In a previous question, I asked about how to do "background subtraction" for ChIP-Seq data that has matched input samples. Most of the answers there asserted that my idea of pre-processing my count data by subtracting an appropriately-scaled version of the control (i.e. ChIP-seq input) data was the wrong approach. Rather, I should provide the raw IP counts along with the input counts to edgeR and use its generalized linear modelling features to separate signal from background in a statistically rigorous way. I tend to agree with this idea, but I don't really know how to do it, because once I try to factor in the input-vs-IP contrast along with the rest of my experimental design, things get so complicated that I don't know how to construct the model matrix that describes my experimental design.
So, here is my sample table (with specific identifiers replaced by "Donor1", "Donor2", etc.):
sampledata <- data.frame(donor=rep(rep(c("Donor1", "Donor2", "Donor3", "Donor4"), each=2), 2),
celltype=rep(c("memory", "naive"), 8),
sampletype=rep(c("IP", "input"), each=8))
rownames(sampledata) <- do.call(sprintf,c("%s-%s-%s", as.list(sampledata)))

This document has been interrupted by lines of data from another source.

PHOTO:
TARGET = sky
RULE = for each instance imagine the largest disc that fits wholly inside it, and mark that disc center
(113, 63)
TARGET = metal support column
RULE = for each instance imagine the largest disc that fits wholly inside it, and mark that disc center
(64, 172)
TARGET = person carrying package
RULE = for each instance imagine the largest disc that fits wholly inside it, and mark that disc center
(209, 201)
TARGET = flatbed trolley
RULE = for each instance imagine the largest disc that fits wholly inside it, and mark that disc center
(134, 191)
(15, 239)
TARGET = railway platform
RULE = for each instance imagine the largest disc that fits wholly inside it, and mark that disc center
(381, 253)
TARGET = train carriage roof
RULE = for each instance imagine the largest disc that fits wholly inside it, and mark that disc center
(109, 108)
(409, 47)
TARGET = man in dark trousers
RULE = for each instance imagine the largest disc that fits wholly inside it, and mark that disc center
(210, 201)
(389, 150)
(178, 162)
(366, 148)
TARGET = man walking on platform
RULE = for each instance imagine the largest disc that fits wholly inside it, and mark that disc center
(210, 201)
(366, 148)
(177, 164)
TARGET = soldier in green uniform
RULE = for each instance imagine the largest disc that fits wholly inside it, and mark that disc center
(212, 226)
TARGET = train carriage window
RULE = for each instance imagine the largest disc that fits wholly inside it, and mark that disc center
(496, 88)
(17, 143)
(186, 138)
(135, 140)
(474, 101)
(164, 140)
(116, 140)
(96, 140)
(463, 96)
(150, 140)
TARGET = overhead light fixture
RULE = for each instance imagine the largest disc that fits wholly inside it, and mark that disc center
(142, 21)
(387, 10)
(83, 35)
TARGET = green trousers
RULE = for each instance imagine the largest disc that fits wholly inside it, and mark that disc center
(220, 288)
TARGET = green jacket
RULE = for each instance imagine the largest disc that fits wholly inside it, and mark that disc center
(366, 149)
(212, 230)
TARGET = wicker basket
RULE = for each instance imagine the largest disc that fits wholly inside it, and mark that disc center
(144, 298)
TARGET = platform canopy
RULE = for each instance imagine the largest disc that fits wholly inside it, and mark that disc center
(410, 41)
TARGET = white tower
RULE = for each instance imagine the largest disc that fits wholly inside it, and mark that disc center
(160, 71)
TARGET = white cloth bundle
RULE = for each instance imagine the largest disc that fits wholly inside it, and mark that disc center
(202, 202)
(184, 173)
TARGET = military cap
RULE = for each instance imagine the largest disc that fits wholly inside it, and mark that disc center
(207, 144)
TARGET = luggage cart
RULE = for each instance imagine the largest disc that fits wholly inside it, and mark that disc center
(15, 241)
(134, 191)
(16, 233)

The table looks like this:
> print(sampledata)
donor celltype sampletype
Donor1-memory-IP Donor1 memory IP
Donor1-naive-IP Donor1 naive IP
Donor2-memory-IP Donor2 memory IP
Donor2-naive-IP Donor2 naive IP
Donor3-memory-IP Donor3 memory IP
Donor3-naive-IP Donor3 naive IP
Donor4-memory-IP Donor4 memory IP
Donor4-naive-IP Donor4 naive IP
Donor1-memory-input Donor1 memory input
Donor1-naive-input Donor1 naive input
Donor2-memory-input Donor2 memory input
Donor2-naive-input Donor2 naive input
Donor3-memory-input Donor3 memory input
Donor3-naive-input Donor3 naive input
Donor4-memory-input Donor4 memory input
Donor4-naive-input Donor4 naive input
There are 4 individuals (donors). Two cell types were isolated from each donor, and each sample was ChIPed, and both the IP and the input were sequenced. The result is 4 donor-matched pairs of memory/naive IP samples (rows 1 through 8), plus matched input samples for everything (rows 9-16). I want to find features with significant differences in the non-background between naive and memory in the IP samples, after controlling for inter-donor variation in the IP samples as well as any variation at all among the input samples.
Answers from the other question recommended that I should model the input samples as "Background" and the IP samples as "Background + signal", then allow edgeR to separate the signal from the background and do differential tests between the signals. This all makes perfect sense. However, as I said, I don't know how to construct the model matrix that describes such a setup.
So my question is this. What is the code for generating the appropriate model matrix for my experimental design? Typically the code would appear something like the following:
design <- model.matrix(???, data=sampledata)
where ??? is the formula that I don't know how to write. Alternatively, you could provide code that directly constructs the model matrix.
I realize that I'm just asking for the answer here to my specific question, but I'm hoping that the answer will be sufficiently illustrative that anyone who wants to use edgeR for ChIP-Seq will benefit from it. If I can get this working, I would like to submit my code to the edgeR developers for them to include as a case study to demonstrate use of edgeR on ChiP-Seq data.
More generally, is there a decent guide to writing complex formulas for the GLM functionality in edgeR and other packages? It seems like the documentation for edgeR and others assumes that you already know how to write such formulas, and simply explains how to plug them into the package using trivial examples with no more than two factors.
Ok, so I tried this approach and I found that I got more significant p-values and FDR values when I left the input samples out of the analysis entirely and just compared IP vs IP directly. In fact, when using the input samples in my analysis, no promoters were significant at a 0.05 FDR. I wonder if my design was wrong somehow, or if there's something inherently wrong with the "difference-of-differences" approach. It doesn't seem plausible that all the significant promoters in the no-input analysis are the result of changes in the input rather than changes in the IP. I'm not really sure what to make of this.
That's interesting. Have you looked at the results in a genome browser? Specifically, if you create RPM tracks of the IPs and inputs, and just compare them by eye, do the results make sense? You might also try some sanity checks via Marson et al. & Young, Cell 2008 (pmid: 18692474, see the supplement) where you evaluate the enrichment level of your promoters via 25 bp bins, and then compare the enrichments between cell types to see if it's all just scatter, how it might compare to other chosen locations, or if the differences you're seeing make sense. It's a lot of coding in R, but you could get a good picture of the situation.
Note that you can skip the "create factors" section of your code and instead to the following for creating the matrix:
I wonder if it is sufficient to just add
+donorto the formula that you give in order to get paired tests?9 years later...has this here ever come to a working solution? I wonder how, despite all the modeling approaches, you address the compositional differences between IP and input and therefore a decent (e.g. TMM) normalization.